Fair and flexible: what we can learn from Canadian copyright law

Spotprent op het bedrog van de firma C. de Bruyn & Zonen
The "fair dealing" exception
Licentie

With the EU and other states looking to modernise copyright law for the digital era, education exceptions in copyright law are a hot topic. Particularly, the second paragraph of Article 4 of the proposed directive on Copyright in the Digital Single Market that gives room to educational licenses is being contested by educators, learners, and educational organisations. Canadian copyright law includes the doctrine of “fair dealing” — a unique version of a common exception. The European approach sees legal concepts determined by rightsholders through license agreements. Anxious to protect their position of power, representatives of rightsholders in Europe have often pointed at the Canadian exception as a dangerous example that has negatively impacted the educational publishing industry in Canada. These statements do not hold any merit. The Canadian doctrine offers both a solution to the legal question of how copyright exceptions can be drafted to the benefit of education and should inspire countries around the world who want to improve education exceptions. 

The Canadian fair dealing copyright exception

The fair dealing copyright exception is a users’ right that allows for the use of a material that may infringe copyright, but only if it is “fair”. The Canadian Copyright Act limits fair dealing to the purposes of research, private study, education, parody or satire, criticism, and news reporting. In 2004, the Supreme Court of Canada provided 6 factors to determine “fairness”. Applied on a case by case basis, these factors are the purpose, characteristics, and amount of the dealing, and any available alternatives, the nature of the work, and the dealing’s effect on the work in the market on the copyright owner.

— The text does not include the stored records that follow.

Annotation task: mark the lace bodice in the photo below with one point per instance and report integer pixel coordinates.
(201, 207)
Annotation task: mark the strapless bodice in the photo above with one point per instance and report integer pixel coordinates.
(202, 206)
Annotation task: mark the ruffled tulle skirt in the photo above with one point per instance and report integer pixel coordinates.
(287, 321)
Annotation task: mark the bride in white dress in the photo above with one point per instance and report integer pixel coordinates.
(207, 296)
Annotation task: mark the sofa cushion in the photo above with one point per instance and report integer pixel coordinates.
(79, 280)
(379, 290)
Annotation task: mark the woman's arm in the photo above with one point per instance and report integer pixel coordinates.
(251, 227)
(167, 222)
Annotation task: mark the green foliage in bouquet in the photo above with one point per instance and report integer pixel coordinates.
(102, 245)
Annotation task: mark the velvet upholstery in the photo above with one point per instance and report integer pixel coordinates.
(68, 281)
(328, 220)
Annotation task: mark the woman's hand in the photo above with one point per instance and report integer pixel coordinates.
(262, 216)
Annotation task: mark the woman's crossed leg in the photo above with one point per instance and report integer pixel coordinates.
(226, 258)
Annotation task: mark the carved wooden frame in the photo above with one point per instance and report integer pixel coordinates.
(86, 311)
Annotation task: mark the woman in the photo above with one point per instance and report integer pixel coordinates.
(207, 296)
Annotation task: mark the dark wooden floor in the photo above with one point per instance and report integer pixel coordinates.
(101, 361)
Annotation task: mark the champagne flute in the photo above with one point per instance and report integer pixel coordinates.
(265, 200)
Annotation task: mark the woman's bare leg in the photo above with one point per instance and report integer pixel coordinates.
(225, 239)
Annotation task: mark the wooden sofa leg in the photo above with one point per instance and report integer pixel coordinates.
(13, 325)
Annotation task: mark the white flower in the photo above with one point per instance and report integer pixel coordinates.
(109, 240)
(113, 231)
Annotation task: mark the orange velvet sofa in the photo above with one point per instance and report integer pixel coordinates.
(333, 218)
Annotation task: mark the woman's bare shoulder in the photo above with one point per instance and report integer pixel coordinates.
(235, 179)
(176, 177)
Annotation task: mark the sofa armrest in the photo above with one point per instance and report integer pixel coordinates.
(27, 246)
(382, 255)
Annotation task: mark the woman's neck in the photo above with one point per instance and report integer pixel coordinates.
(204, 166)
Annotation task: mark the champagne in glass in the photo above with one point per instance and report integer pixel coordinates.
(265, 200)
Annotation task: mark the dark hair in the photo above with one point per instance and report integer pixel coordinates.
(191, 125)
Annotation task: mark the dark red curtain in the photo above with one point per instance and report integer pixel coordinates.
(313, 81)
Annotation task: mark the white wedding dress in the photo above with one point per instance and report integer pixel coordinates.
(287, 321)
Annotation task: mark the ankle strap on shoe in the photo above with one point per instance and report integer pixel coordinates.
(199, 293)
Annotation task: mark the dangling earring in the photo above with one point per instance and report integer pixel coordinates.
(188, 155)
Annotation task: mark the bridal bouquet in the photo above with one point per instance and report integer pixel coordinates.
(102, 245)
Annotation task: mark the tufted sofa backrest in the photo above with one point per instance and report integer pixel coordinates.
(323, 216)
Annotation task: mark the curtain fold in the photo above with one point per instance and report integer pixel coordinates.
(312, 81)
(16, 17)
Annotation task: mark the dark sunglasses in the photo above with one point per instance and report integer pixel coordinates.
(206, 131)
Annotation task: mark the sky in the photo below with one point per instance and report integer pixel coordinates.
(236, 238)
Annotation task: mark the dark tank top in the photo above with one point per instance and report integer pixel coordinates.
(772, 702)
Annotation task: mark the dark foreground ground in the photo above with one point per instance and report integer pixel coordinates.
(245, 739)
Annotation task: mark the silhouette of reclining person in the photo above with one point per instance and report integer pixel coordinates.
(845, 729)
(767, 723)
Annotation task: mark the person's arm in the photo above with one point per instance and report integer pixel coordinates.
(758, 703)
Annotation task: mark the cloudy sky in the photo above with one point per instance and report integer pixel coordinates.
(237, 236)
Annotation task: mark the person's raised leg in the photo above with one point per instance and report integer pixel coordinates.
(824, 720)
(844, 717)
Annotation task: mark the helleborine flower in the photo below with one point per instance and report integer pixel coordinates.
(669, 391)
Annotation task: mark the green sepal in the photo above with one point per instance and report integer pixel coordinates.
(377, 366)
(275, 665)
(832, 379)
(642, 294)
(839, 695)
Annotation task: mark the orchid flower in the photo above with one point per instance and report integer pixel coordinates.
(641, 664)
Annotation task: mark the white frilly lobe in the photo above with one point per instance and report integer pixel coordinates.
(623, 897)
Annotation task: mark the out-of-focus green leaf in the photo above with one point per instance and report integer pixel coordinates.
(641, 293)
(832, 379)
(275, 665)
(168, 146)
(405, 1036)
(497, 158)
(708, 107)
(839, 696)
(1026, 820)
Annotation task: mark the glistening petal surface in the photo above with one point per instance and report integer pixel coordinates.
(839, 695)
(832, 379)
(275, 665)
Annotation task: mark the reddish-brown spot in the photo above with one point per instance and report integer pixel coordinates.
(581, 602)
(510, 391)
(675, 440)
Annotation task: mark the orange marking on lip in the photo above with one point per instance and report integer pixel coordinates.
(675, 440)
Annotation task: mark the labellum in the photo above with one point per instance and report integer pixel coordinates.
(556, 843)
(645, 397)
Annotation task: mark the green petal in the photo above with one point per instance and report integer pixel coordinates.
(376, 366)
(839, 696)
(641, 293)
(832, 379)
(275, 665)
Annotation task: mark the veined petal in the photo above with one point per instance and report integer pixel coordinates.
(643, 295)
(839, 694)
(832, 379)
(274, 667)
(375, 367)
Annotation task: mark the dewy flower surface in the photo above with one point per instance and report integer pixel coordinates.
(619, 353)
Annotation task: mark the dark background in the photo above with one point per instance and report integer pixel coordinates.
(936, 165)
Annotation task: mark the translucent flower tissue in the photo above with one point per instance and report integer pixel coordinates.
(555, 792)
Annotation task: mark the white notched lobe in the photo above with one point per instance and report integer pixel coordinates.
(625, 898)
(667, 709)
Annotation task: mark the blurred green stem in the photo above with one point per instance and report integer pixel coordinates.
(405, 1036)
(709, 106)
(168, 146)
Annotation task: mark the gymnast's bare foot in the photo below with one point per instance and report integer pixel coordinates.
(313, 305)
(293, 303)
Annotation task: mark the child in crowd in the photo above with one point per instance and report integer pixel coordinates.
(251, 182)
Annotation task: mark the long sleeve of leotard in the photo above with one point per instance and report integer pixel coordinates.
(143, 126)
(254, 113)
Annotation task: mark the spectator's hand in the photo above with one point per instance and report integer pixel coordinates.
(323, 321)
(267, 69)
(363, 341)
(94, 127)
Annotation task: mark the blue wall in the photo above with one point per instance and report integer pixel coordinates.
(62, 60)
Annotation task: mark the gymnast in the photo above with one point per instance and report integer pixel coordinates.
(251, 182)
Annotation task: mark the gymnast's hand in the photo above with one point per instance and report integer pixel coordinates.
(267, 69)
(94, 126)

In 2012 the Supreme Court of Canada expanded the application of fair dealing to educational purposes. They ruled that copying short excerpts of copyrighted materials is reasonably necessary to carry out the purpose of research and private study. Even in an educational context, fair dealing allows for no more than 10% of a copyrighted text to be copied. The educational institution must have legal access to the initial copy of the work in order to use the fair dealing exception. However, the Copyright Act includes education exceptions in addition to fair dealing (educators can choose whichever happens to be more advantageous for their purposes).

The fair dealing provision under the Canadian Copyright Act is similar to “fair use” exceptions in other jurisdictions such as the US, Israel, the UK, and South Korea. Canadian fair dealing differs from US fair use in that it has a closed (but flexible) list of purposes to which it applies. Israel allows for up for 20% of a book to be copied under fair use. The Australian Law Reform Commission stated that copyright must leave breathing room for new works and productive uses that use other copyrighted material — a goal that can be achieved through fair use.

The European legal landscape is currently an inharmonious mix of exceptions. EU law gives Member States the option of creating education exceptions or limitations, but each Member State has implemented these differently (or not at all). For example, the Estonian education copyright exception is broad in scope and application, while Austria’s are much more restrictive.

The fair dealing myth

There is a myth going around that fair dealing destroyed the Canadian publishing industry. However, the challenges facing the publishing industry are the result of a complex, changing digital world — not fair dealing. The facts are that educational institutions have increased their spending on copyrighted materials alongside fair dealing, publishers profit margins have increased (even in education divisions), and licensing continues to be the foundation of access between publisher and user.

The Canadian fair dealing doesn’t provide enough rights for educational institutions to fully utilise the materials, meaning licensed materials continue to be necessary. At the University of Guelph, fair dealing accounts for only about one fifth of course e-reserve use. The majority of their use is comprised of site licences, open access, and transactional licences. The University of Guelph’s experience (similar to other universities’) demonstrates that fair dealing does not replace licensing — it only complements the educational experience.

The changes sustained by the publishing industry since 2012 are actually due to evolving use and purchase patterns, not the 2012 inclusion of education in fair dealing. Students and teachers are turning more and more to strictly digital use and libraries are purchasing the bulk of their new materials in digital form. Universities are increasingly opting to buy licences from alternate sources rather than purchase large packages of copyright materials from copyright collectives such as Access Copyright. But these changes are not hurting the industry, only changing it. Canadian publishers are reporting increases in digital revenue. Similarly, fair use has not stopped the US educational publishing industry from thriving.

Lessons to be learned

Provided fair dealing exceptions can keep up with technological changes, they offer a flexible approach to balance users’ and creators’ rights. The Canadian example allows courts to decide what constitutes fair dealing for any material, medium, and method of use while maintaining flexibility. This is much better than having legal concepts determined by rightsholders through license agreements, which is what we have been seeing in Europe. This is what makes Canada’s approach stand out – decisions about the scope and application of the exception are ultimately in the hands of the court, not rightsholders. In the European Union context, giving courts the discretion to make these decisions will lead to increased uniformity in access to education across the EU.